常識的に考えて、理由の説明もなく降格された社員はショックで打ちひしがれ、モチベーションが維持されるとは思えない。それでも敗者復活ということで引き上げられたらどうなるか。それは社長が言うような「人間的成長」などではなく、会社に盲従する社員、つまり「社畜」が出来上がることになる。

くしゃくしゃに丸められた「辞令」と書かれた紙
写真=iStock.com/takasuu
※写真はイメージです - 写真=iStock.com/takasuu

降格や転勤といった人事異動は日本企業の特権であり、昭和の時代は理不尽な人事異動が横行した。

意に沿わぬ突然の転勤がサラリーマン人生を変えてしまうことも度々起きた。会社主導の昇格・降格、左遷など人事権を駆使することで日本企業は、会社のために懸命に働く忠誠心の強い社畜を育ててきたが、もはやそうした企業文化は崩壊しつつあると思っていた。
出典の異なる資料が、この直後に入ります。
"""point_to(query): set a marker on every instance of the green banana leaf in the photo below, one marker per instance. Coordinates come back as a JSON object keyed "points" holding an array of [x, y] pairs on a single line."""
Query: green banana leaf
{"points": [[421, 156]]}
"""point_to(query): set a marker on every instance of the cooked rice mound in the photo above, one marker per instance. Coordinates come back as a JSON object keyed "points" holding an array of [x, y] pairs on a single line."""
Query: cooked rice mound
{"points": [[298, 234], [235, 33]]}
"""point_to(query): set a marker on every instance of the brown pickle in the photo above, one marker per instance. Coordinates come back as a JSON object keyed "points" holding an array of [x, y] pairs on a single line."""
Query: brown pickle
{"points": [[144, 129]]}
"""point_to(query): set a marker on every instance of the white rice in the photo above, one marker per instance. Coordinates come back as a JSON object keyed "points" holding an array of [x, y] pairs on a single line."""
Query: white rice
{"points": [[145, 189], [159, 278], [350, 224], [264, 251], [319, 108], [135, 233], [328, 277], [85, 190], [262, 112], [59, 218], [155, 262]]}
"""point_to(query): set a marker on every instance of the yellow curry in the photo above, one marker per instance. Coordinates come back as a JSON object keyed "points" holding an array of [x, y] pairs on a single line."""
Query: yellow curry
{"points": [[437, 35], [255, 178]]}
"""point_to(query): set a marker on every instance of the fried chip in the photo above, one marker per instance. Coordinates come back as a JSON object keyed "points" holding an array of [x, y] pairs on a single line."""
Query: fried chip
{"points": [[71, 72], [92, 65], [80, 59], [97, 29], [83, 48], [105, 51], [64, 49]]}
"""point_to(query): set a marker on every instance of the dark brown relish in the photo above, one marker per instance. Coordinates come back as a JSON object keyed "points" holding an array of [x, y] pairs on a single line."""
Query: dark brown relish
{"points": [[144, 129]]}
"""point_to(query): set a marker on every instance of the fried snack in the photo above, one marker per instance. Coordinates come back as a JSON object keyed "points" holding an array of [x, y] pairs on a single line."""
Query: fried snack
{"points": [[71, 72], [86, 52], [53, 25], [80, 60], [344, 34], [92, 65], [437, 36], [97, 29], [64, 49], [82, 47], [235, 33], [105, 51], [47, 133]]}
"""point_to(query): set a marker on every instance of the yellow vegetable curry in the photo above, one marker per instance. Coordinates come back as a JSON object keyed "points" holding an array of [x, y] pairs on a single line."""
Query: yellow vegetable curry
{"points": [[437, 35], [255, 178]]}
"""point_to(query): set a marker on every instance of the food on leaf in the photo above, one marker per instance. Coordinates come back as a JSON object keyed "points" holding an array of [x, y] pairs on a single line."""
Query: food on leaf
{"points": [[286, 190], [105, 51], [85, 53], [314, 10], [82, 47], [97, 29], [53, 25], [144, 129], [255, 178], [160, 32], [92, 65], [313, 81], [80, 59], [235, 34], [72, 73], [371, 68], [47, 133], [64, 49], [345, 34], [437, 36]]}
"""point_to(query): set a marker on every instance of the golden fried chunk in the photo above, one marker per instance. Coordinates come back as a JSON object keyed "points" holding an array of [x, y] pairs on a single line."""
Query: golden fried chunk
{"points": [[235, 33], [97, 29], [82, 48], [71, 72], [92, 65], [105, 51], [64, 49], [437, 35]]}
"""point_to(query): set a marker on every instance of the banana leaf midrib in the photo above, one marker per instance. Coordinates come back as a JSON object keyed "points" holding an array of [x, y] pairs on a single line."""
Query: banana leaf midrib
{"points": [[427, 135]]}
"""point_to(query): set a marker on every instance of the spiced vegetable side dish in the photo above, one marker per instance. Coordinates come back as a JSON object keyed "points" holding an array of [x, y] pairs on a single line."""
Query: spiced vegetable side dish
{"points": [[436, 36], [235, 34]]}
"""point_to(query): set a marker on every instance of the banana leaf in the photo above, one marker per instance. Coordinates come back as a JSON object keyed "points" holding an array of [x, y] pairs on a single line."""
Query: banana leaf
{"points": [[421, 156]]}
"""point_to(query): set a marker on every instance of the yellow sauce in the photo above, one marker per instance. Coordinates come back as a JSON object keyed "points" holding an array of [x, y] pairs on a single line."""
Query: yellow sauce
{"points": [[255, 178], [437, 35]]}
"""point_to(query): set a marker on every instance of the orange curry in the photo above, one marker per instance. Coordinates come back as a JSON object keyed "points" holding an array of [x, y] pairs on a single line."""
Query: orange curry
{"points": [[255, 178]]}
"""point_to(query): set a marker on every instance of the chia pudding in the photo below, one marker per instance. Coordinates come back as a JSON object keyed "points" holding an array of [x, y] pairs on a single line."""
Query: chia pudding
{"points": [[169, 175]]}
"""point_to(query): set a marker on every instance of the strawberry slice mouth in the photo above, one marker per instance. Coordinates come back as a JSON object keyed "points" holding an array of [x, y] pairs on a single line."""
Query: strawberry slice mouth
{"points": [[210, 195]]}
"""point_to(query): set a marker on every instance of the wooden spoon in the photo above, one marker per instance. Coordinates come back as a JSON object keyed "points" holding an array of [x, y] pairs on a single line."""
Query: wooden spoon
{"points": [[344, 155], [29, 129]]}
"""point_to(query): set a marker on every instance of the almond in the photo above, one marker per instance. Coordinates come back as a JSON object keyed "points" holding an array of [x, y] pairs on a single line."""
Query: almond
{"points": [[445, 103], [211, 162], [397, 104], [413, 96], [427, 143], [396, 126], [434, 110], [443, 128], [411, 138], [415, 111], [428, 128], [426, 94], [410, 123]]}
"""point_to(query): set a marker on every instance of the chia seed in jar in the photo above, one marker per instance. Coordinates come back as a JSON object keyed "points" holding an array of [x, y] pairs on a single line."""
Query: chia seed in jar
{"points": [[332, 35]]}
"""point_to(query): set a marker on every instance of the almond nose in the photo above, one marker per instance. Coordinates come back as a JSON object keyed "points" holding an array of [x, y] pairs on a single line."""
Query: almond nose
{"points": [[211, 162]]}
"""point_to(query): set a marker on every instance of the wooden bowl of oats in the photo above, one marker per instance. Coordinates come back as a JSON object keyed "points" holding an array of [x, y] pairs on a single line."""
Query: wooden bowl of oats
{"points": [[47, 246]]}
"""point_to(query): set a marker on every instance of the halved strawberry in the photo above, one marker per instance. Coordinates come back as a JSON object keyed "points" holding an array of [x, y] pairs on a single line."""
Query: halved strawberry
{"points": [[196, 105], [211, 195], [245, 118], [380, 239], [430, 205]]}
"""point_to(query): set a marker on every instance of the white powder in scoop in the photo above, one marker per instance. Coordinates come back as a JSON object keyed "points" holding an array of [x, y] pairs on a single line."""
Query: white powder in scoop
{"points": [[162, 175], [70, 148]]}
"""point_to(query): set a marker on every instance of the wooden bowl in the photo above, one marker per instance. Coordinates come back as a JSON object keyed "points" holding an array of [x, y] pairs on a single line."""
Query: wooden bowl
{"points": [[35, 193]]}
だが、それは大きな間違いだったようだ。ビッグモーター式の恐怖人事は、中小企業や非上場のワンマン企業などでいまだ猛威を振るっている可能性もある。いや、過去に会計不正や不正検査などの不祥事を起こしたオリンパス、東芝、スズキなどの上場企業でも、「上を忖度し、もの言えぬ」組織の弊害が度々指摘されていた。日本の企業がビッグモーターのようにいまだに過去の“悪習”を引きずっているとしたら、日本の未来は絶望的だ。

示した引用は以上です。